Getting Started with the Anaconda Python Environment for Machine Learning

Anaconda is a popular open-source Python environment specifically designed for data science and machine learning. It comes with a range of useful features and tools, including Jupyter Notebooks, pre-installed packages, and a powerful package manager. It is the most widely used Python environment among data scientists and machine learning practitioners.

In this article, we will introduce some of the key features of Anaconda and show you how to set up the Anaconda Python environment for machine learning in Microsoft Windows. We will also cover some essential commands, such as managing virtual environments and installing packages, which will help you get started with your machine learning projects. Whether you are new to machine learning or an experienced practitioner, Anaconda is a valuable tool that can help you streamline your workflow and accelerate your progress. So, it is essential to learn how to use it effectively.

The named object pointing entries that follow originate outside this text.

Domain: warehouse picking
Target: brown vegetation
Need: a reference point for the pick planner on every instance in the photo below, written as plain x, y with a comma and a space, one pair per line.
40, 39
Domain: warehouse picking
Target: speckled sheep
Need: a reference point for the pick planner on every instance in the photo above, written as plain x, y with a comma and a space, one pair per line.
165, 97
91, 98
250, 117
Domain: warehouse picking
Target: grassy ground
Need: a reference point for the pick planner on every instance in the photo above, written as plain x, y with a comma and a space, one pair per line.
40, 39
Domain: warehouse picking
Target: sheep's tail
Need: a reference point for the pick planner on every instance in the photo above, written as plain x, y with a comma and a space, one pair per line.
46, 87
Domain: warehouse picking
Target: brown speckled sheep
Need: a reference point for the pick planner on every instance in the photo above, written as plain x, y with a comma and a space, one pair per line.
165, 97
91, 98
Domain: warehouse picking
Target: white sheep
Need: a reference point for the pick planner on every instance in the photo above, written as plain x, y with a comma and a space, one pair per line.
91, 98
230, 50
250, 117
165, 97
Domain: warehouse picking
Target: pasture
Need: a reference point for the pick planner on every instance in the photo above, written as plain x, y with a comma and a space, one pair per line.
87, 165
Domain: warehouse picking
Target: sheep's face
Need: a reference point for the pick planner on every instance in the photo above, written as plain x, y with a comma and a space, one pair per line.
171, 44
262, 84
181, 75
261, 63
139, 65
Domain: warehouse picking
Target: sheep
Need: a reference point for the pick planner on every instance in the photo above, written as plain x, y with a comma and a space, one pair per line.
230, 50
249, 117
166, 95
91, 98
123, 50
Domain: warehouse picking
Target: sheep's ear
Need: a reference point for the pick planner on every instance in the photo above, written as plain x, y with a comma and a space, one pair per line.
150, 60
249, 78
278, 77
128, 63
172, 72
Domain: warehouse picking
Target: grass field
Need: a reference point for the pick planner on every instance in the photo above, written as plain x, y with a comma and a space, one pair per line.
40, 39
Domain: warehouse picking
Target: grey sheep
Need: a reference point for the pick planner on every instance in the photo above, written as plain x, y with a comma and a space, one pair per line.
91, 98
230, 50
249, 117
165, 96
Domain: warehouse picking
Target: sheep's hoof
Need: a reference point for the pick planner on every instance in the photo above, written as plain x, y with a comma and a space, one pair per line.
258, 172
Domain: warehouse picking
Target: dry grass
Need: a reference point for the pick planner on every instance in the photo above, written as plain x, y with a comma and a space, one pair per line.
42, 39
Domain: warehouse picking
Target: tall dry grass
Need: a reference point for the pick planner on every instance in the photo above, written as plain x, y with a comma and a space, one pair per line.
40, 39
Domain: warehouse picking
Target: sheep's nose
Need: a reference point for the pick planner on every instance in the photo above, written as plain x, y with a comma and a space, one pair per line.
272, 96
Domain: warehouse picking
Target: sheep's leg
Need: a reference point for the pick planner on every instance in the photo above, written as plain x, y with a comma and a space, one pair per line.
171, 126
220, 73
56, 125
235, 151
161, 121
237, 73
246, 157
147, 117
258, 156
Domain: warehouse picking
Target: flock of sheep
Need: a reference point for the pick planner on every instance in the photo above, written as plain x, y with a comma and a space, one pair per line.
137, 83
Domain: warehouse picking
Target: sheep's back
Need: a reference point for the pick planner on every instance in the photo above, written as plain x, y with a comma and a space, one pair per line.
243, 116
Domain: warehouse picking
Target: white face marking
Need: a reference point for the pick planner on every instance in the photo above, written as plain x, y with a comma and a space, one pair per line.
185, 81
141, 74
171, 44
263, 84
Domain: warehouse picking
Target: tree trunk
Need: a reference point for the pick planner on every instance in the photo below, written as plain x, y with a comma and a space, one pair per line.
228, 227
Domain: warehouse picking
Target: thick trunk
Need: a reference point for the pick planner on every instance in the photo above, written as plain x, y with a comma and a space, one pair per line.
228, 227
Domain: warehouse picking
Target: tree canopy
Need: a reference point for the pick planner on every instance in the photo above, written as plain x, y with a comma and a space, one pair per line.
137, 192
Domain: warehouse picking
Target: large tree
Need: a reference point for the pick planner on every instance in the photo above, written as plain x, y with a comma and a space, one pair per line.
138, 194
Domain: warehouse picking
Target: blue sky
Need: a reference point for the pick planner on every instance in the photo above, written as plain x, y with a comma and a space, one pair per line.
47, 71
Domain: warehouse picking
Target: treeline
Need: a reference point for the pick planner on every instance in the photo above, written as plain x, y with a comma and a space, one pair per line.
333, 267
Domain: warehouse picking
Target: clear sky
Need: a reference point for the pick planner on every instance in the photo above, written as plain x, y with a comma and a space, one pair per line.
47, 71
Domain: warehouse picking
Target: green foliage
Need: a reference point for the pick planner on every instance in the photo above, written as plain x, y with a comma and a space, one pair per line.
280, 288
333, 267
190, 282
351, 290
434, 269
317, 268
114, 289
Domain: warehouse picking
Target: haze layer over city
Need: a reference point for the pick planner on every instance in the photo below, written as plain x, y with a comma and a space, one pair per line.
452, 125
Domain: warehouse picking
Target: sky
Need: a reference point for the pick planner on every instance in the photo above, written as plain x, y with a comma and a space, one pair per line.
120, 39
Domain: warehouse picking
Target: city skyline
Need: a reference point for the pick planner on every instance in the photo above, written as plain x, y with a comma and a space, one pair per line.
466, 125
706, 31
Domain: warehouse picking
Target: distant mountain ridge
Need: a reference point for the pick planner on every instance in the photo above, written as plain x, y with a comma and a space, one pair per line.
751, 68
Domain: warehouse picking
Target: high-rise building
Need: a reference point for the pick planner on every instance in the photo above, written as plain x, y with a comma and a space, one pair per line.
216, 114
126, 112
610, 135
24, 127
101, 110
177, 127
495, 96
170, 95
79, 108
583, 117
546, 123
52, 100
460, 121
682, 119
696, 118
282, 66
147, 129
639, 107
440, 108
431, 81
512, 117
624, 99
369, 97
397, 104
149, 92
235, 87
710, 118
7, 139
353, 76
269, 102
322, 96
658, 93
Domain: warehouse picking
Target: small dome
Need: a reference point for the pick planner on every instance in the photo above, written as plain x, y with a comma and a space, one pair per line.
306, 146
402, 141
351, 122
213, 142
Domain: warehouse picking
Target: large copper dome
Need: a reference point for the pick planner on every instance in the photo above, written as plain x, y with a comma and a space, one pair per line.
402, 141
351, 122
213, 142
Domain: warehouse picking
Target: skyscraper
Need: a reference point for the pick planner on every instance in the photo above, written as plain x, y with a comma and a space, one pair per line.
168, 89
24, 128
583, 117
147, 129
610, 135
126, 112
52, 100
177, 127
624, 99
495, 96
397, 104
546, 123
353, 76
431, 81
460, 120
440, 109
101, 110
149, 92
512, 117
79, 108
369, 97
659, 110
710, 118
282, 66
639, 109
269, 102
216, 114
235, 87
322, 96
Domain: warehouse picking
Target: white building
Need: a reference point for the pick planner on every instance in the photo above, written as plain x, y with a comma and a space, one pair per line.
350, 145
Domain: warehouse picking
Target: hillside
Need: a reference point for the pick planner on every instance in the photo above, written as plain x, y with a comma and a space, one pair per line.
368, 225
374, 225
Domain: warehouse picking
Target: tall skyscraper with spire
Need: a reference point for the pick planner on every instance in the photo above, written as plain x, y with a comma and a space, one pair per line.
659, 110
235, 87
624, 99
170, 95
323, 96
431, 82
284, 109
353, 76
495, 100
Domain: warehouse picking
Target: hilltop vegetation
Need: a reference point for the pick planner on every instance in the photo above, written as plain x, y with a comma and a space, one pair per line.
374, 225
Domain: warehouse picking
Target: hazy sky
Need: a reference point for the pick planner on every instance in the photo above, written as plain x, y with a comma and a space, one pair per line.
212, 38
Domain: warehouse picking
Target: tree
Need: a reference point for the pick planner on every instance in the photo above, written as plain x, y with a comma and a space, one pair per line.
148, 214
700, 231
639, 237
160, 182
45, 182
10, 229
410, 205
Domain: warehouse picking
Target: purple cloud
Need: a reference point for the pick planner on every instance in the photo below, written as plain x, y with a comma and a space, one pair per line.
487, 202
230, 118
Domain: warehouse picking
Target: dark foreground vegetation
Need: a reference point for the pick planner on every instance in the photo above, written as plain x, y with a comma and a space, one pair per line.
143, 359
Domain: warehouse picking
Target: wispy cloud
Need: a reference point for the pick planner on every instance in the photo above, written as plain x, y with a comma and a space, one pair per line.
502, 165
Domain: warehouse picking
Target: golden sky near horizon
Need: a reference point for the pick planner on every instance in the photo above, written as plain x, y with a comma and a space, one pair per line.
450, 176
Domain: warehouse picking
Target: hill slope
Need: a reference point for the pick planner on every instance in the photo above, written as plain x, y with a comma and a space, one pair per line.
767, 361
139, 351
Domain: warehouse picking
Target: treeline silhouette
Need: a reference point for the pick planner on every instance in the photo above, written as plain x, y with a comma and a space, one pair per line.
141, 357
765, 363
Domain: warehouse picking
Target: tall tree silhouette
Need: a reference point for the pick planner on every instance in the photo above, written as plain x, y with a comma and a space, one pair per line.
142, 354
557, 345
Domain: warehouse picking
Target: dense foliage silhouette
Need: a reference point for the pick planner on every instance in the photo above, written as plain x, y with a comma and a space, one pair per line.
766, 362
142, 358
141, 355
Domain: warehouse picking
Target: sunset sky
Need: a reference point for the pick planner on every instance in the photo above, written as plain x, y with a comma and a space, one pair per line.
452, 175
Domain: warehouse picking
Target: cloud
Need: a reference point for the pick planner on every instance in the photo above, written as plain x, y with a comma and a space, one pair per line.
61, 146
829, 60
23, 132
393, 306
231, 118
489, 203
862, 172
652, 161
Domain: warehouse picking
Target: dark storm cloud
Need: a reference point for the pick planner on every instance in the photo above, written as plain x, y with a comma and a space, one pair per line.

Setting up the Anaconda Python environment for data science and machine learning
Setting up the Anaconda Python environment for data science and machine learning

What is the Anaconda Distribution Platform?

For various reasons, Anaconda has become the most popular Python environment for machine learning. First of all, Anaconda includes a Python distribution, so there is no need for a separate Python installation. In addition, Anaconda has an integrated package manager that provides access to several tools and frameworks used in data science and software engineering, including Spyder, RStudio, Visual Studio Code, and Jupyter Notebooks. Below is a brief description of these tools:

  • Jupyter Notebooks: They are open-source web applications that support creating and sharing code, equations, visualizations, and narrative text.
  • Pycharm: A fully integrated python programming environment for professional purposes
  • Qt Console: A light-weight terminal application for visualization
  • Spyder: Apython environment specifically designed for scientific purposes
  • RStudio: An environment for the programming language R
  • Visual Studio (VS) Code: An IDE for professional purposes by Microsoft
  • Orange: A python environment for data mining and visualization
  • Glueviz: An open-source Python library for exploring data relationships

Many essential libraries related to data science are already preinstalled, including NumPy, Pandas, matplotlib, etc. Furthermore, Anaconda comes with a desktop GUI called Anaconda Navigator (see below), making it easy to launch applications and manage packages and environments without using command-line commands.

About Jupyter Notebooks

Most data scientists who use Anaconda also work with Jupyter notebooks. Jupyter notebooks are often used in the field of data science because they provide a convenient and interactive way to work with data, and they make it easy to share your work with others. They are also widely used in education, allowing you to create interactive lectures and exercises.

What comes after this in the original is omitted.